The bookkeeping process includes processing accounts payable and expense transactions, accounts receivable and sales transactions, reconciling key balance sheet accounts, and maintaining detailed financial records. To execute these tasks efficiently, you must have a streamlined bookkeeping process, which a well-structured bookkeeping checklist helps with.
Kellie Parks, a seasoned bookkeeper, said,
Think of it [a checklist] as milestones. Your base checklists are the milestones of workflow steps that need to be done. Then you add the subtasks, descriptions, and best practices."
It ensures you stay organized, complete tasks on time, have accurate financial reports, and can effectively manage your clients’ finances. You can also use this checklist to train new staff to promote consistency and quality in your bookkeeping services.
Below, you’ll see the components of different checklists, plus links to download them for free.
The Ultimate Bookkeeping Tasks Checklist for Firms
Depending on the size and needs of a business, you typically do bookkeeping for them daily, weekly, monthly, quarterly or yearly. Here are different checklists containing the tasks and steps involved for each bookkeeping frequency.
Daily Bookkeeping Checklist
Tasks included in a daily bookkeeping checklist are:
- Record daily transactions: Document all the company’s daily financial transactions, as this real-time recording helps maintain accurate financial records.
- Update cash flow (inflows and outflows): Track daily cash flow movements, including money coming in and going out of the business. This detailed record helps monitor the company’s financial health and promptly identify irregularities.
- Deposit checks and cash: Handle, record, and deposit incoming payments into the company’s accounts. This helps you maintain proper cash flow management, prevent loss or misplacement of funds, and provides an accurate record of all transactions.
Weekly Bookkeeping Checklist
For this type of bookkeeping, you should:
- Pay bills: Prompt payment of invoices ensures good relationships with suppliers and maintains a positive cash flow for the business. You can also avoid unnecessary late fees or disruptions of goods and services.

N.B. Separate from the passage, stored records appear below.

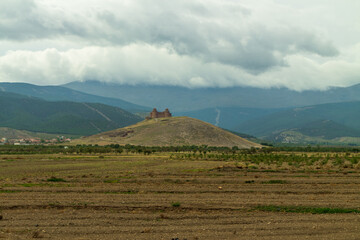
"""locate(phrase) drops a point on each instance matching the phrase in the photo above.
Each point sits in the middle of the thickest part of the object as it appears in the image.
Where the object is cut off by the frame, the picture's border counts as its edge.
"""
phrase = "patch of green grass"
(176, 204)
(301, 209)
(122, 192)
(9, 191)
(275, 182)
(54, 179)
(250, 181)
(111, 181)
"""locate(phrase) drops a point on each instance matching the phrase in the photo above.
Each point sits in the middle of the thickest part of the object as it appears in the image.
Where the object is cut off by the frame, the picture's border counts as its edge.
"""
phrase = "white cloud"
(186, 43)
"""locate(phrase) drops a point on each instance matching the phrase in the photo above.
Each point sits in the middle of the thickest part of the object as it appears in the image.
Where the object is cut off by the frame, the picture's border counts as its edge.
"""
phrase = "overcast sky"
(307, 44)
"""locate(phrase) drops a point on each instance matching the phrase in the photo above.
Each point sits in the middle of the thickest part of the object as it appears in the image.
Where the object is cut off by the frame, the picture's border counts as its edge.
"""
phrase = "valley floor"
(134, 196)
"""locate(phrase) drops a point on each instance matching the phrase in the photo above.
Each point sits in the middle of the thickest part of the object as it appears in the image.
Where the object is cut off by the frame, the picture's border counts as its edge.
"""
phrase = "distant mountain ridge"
(37, 115)
(181, 99)
(325, 121)
(58, 93)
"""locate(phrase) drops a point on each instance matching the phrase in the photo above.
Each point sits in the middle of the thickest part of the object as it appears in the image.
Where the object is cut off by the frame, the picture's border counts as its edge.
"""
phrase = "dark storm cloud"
(191, 43)
(215, 32)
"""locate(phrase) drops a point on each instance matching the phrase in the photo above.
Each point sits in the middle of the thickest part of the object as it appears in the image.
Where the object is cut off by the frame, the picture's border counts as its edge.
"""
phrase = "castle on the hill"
(156, 114)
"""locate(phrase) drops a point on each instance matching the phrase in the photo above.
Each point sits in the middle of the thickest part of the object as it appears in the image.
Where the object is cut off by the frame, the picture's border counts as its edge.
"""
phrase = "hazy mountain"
(180, 99)
(57, 93)
(227, 117)
(324, 120)
(37, 115)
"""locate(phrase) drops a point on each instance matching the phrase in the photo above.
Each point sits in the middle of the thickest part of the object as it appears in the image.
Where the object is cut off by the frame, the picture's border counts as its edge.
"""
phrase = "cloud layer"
(201, 43)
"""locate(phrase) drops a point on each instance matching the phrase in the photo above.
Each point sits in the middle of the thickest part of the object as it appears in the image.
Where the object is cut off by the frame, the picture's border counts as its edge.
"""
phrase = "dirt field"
(155, 197)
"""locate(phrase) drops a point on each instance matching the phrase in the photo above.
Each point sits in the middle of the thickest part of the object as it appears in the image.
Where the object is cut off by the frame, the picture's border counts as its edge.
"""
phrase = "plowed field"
(158, 197)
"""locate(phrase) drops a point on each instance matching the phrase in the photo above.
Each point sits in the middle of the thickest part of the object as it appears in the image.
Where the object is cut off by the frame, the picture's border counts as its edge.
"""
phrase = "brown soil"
(137, 197)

- Publish all receipts: Collect, organize, verify, and store all receipts related to business expenses and income. That way, the business has a comprehensive record of financial transactions for audits, tax purposes, or financial analysis.

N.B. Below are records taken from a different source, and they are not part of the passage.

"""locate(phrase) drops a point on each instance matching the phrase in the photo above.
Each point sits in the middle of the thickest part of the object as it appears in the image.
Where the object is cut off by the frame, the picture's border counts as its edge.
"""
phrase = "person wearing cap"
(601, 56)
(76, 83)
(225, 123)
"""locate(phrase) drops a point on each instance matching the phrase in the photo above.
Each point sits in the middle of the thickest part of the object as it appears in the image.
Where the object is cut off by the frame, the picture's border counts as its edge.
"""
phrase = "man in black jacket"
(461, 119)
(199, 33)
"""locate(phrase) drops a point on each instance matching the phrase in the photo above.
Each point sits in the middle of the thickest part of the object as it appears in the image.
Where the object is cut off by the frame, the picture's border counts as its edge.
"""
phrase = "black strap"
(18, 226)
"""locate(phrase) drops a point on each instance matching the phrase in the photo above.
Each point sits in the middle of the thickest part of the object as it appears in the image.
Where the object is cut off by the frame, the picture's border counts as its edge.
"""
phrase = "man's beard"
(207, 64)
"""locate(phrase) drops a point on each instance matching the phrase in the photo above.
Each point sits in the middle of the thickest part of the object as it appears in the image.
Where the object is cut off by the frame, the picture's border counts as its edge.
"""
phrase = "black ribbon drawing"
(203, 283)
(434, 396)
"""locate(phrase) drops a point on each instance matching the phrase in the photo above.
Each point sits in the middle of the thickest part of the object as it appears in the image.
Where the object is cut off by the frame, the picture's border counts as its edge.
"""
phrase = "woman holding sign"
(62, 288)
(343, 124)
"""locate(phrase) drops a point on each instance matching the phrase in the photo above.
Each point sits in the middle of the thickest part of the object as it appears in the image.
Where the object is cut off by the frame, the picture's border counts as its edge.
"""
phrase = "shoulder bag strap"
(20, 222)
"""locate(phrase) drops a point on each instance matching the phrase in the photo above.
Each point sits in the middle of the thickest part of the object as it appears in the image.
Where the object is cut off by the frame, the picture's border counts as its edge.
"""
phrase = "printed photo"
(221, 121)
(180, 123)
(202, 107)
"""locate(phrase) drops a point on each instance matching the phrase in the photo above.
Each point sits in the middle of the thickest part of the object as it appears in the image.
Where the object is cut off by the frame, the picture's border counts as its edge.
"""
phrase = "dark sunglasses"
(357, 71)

- Review Accounts Payable: This involves verifying and managing the money the business owes to its suppliers or vendors. It provides an accurate picture of the business’s financial obligations.
- Reconcile POS system: Analyze the company’s internal financial records against the POS system data to discover discrepancies. This practice ensures all sales transactions are accurately recorded and accounted for.
- Reconcile merchant accounts such as Stripe and Paypal (if applicable): If the business uses Stripe, check its internal statements with the Stripe platform data to see if there is a mismatch.
Download our free weekly bookkeeping checklist template
Monthly Bookkeeping Checklist
Here are the tasks included in a monthly checklist:
- Review bank, credit card, and loan statements: Gather the bank, credit card, and loan statements for the previous month and examine them for errors.
- Prepare accounts payable: Compile, organize, and resolve all outstanding payments to suppliers and vendors by doing the following:
- Publish all receipts from the receipt app: Use a receipt app or digital receipt management system to capture, categorize, and store receipts electronically. Then, during the review of bills and expenses for accounts payable, refer to the app’s receipts to confirm the charges’ accuracy.
- Review accounts payable report & pay bills: Generate an accounts payable report from your accounting system and execute payments according to the report. Once done, record the payment details in your client’s accounting system, linking the payment to the respective bill or invoice. This ensures accurate tracking of payments made and future reference for financial reporting.
- Reconcile accounts payable against supplier statements.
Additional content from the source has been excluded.